When the curator and art dealer Vito Schnabel decided to open his first permanent gallery space last December, he chose St. Moritz over the art districts of Chai Wan, Chelsea or Wynwood. He's not alone: Exhibitions in ski resorts have become something of a phenomenon lately. This past summer, the curator Neville Wakefield organized a group show featuring work by Dan Colen, Damien Hirst and Richard Prince in an Aspen ski shop, while in Gstaad, Hauser & Wirth erected an exhibition of monumental Calder sculptures ("Calder in the Alps," on view through March 31, 2017), many of which had never been exhibited in Switzerland before.

For Schnabel, the desire to put down roots in the Engadin Valley was inherited. "My friend and mentor, Bruno Bischofberger, first opened a gallery in St. Moritz in 1963, and I visited often throughout my childhood," Schnabel says at his gallery, while its winter show of Jeff Elrod paintings is being installed. (It opens Dec. 29.) "When he offered me a space on Via Maistra, I knew it was an incredible opportunity to be part of the cultural conversation there."

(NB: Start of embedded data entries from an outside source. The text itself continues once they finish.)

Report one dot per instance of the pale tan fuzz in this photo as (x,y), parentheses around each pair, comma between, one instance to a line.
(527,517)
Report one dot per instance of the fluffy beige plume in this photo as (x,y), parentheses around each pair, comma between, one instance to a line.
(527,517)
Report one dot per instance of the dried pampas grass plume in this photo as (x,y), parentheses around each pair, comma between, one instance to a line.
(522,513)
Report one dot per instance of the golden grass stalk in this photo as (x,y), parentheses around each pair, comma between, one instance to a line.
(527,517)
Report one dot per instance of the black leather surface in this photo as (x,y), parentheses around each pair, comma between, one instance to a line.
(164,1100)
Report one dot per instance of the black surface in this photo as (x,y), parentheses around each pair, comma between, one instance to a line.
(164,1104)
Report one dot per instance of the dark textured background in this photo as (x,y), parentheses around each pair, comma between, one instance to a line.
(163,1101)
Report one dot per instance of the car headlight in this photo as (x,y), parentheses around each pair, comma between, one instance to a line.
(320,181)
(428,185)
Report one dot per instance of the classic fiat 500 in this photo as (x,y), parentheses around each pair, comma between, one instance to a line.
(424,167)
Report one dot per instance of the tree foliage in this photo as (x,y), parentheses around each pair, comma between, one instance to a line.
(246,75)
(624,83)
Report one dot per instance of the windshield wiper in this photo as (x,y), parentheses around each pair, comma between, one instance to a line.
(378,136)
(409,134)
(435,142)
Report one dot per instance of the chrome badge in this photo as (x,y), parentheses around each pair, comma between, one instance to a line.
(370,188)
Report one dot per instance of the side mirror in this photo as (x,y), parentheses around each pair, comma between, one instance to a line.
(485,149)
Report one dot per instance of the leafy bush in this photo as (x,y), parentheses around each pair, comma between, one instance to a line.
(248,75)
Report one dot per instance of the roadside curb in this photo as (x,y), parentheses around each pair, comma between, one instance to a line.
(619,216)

The Upper Engadin slices through about 35 miles of the southeastern Swiss Alps, where altitudes soar to over two and a half miles above sea level. Despite the tiny population of 16,700 inhabitants and the brevity of the region's high season, which lasts from December through March, there are at least 30 international art galleries between St. Moritz and the municipality of Sent, providing an enlightening alternative for après-ski. Although Bischofberger — a legendary art dealer who brought American Pop Art to Europe in the 1960s — no longer has a gallery in the area, his legacy is omnipresent.

"Bruno single-handedly created the art market in the Engadin," Miklos von Bartha asserts as he walks through the von Bartha S-chanf gallery — a satellite to his main site in Basel. A white cube housed within a 16th-century barn hosts one artist at a time; on Dec. 28, a show opens of work by the British artist Terry Haggerty. "This isn't a commercial space," von Bartha continues. "There are obvious motives for opening a gallery in the Engadin. For one, a critical mass of wealthy vacationers, but it can't be for that reason alone."

Of the gallery owners T consulted, all concurred that the slower pace and temperament of the people in the Endagin provides the time to talk about art, which wouldn't be possible in New York or London. It also allows personal touches. When Elsbeth Bisig of Galerie Tschudi in neighboring Zuoz was preparing for the space's inaugural exhibition in 2002 — three installations by Richard Long that comprised hundreds of stones — she and her husband went to collect the basalt themselves for the four-time Turner Prize-nominated artist. (Starting Dec. 22, Tschudi will host a double show of Julian Charrière and Callum Innes, and Barbara Probst has an exhibition nearby at the Galleria Monica De Cardenas opening Dec. 10.)

Although art galleries are a relatively recent addition to the Engadin Valley (with the exception of Bischofberger's), the dramatic landscape and unique quality of light have always attracted artists, among them Alberto and Giovanni Giacometti, Ferdinand Hodler and Giovanni Segantini, who are celebrated in an exhibition opening at Galerie Andrea Caratsch (a Bischofberger protégé) in St. Moritz on Dec. 3. The Engadin has also been the site of some historic cultural events; it was on the shores of Lake Silvaplana that Nietzsche first conceived the idea for "Thus Spoke Zarathustra," and in 1919, the Russian ballet dancer Vaslav Nijinsky — on the brink of insanity — took his final bow at Suvretta House Hotel.

Today, Gerhard Richter, Julian Schnabel and Richard Long often come here to create, as does the artist (and Sent native) Not Vital, who describes the lasting influence of the Engadin on his work: "The height of my sculptures, often placed on poles, is related to living in the mountains, because you look up to them." Speaking from his home in Beijing, Vital adds, "Everything is up there — the sun that rises, the sun that sets — our viewpoint is much higher. The Engadin is the center of the world."